RICHARD: No more ‘nonsensical’, for example, than saying that all existence (all time and all space and all form) is relative and that only Brahma (a timeless and spaceless and formless Hindu god) is absolute. Vis.:

• [Respondent]: ‘All existence is relative. Only Brahma or Void is Absolute. (...) Brahma himself is timeless, spaceless, and formless. So, it has nothing to with time, space or form’.

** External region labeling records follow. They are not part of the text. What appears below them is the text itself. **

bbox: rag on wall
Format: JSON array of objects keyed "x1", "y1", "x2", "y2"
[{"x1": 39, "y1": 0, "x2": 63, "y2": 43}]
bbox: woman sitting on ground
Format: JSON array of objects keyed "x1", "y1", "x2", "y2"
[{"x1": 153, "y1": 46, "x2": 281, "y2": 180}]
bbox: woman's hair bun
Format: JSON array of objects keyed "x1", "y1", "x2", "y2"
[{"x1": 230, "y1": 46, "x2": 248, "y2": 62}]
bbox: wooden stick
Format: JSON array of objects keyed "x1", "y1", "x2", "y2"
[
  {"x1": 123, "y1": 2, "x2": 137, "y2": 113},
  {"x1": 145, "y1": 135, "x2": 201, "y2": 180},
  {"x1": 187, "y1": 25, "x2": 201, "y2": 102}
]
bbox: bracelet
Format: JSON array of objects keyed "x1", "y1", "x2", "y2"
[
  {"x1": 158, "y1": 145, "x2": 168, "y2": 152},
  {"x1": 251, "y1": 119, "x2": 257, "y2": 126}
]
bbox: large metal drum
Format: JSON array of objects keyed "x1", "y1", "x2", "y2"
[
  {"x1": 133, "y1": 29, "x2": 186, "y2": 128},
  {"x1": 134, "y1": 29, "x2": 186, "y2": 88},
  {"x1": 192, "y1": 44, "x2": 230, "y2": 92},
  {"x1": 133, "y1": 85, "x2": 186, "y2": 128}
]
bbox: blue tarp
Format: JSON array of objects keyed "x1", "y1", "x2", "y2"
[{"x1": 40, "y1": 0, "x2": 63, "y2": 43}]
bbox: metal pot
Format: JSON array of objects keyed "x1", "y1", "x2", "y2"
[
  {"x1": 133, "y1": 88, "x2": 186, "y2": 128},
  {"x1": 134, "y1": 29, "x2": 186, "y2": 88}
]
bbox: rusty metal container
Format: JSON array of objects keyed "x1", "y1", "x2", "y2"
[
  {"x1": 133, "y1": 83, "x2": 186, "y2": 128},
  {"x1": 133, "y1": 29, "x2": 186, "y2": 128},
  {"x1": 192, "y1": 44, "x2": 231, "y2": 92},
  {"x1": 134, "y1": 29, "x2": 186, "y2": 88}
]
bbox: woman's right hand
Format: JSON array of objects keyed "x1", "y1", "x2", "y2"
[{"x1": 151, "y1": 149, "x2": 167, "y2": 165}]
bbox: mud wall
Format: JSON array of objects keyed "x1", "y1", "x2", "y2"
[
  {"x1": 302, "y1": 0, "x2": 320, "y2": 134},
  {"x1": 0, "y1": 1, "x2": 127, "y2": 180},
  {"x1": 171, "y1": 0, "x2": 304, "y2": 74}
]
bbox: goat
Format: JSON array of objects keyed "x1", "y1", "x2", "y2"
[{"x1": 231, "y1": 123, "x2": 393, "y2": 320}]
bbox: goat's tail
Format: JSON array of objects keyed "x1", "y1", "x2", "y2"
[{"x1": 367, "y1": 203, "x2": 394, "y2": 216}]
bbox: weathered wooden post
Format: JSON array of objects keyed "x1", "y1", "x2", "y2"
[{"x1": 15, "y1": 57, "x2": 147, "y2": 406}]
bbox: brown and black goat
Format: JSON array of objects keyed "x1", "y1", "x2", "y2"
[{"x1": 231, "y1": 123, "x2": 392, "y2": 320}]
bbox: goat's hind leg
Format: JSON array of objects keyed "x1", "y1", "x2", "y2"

Here is a further excerpt from that URL above:

K: ‘Yes, it is a movement in which there is no division. Do I capture the significance of that? Do I understand the depth of that statement? (...) I am trying to see if that movement is surrounding man?’
B: ‘Yes, enveloping’.
K: ‘I want to get at this. I am concerned with mankind, humanity, which is me. (...) I have captured a statement which seems so absolutely true – that there is no division. Which means that there is no action which is divisive’.
B: ‘Yes’.
K: ‘I see that. And I also ask, is that movement without time, et cetera. It seems that it is the world, you follow?’
B: ‘The universe’.
K: ‘The universe, the cosmos, the whole’.
B: ‘The totality’.
K: ‘Totality. Isn’t there a statement in the Jewish world, ‘Only God can say I am’.
B: ‘Well, that’s the way the language is built. It is not necessary to state it’.
K: ‘No, I understand. You follow what I am trying to get at?’
B: ‘Yes, that only this movement is’. http://www.igc.org/shavano/html/bohm3.html#Dialogues

RESPONDENT: Ignore it.

RICHARD: Your advice comes too late because the identity, who was parasitically inhabiting this flesh and blood body all those years ago, sincerely enquired into the nature of that movement in ‘the absolute’ ... with salubrious results.

It turned out to be a seminal question.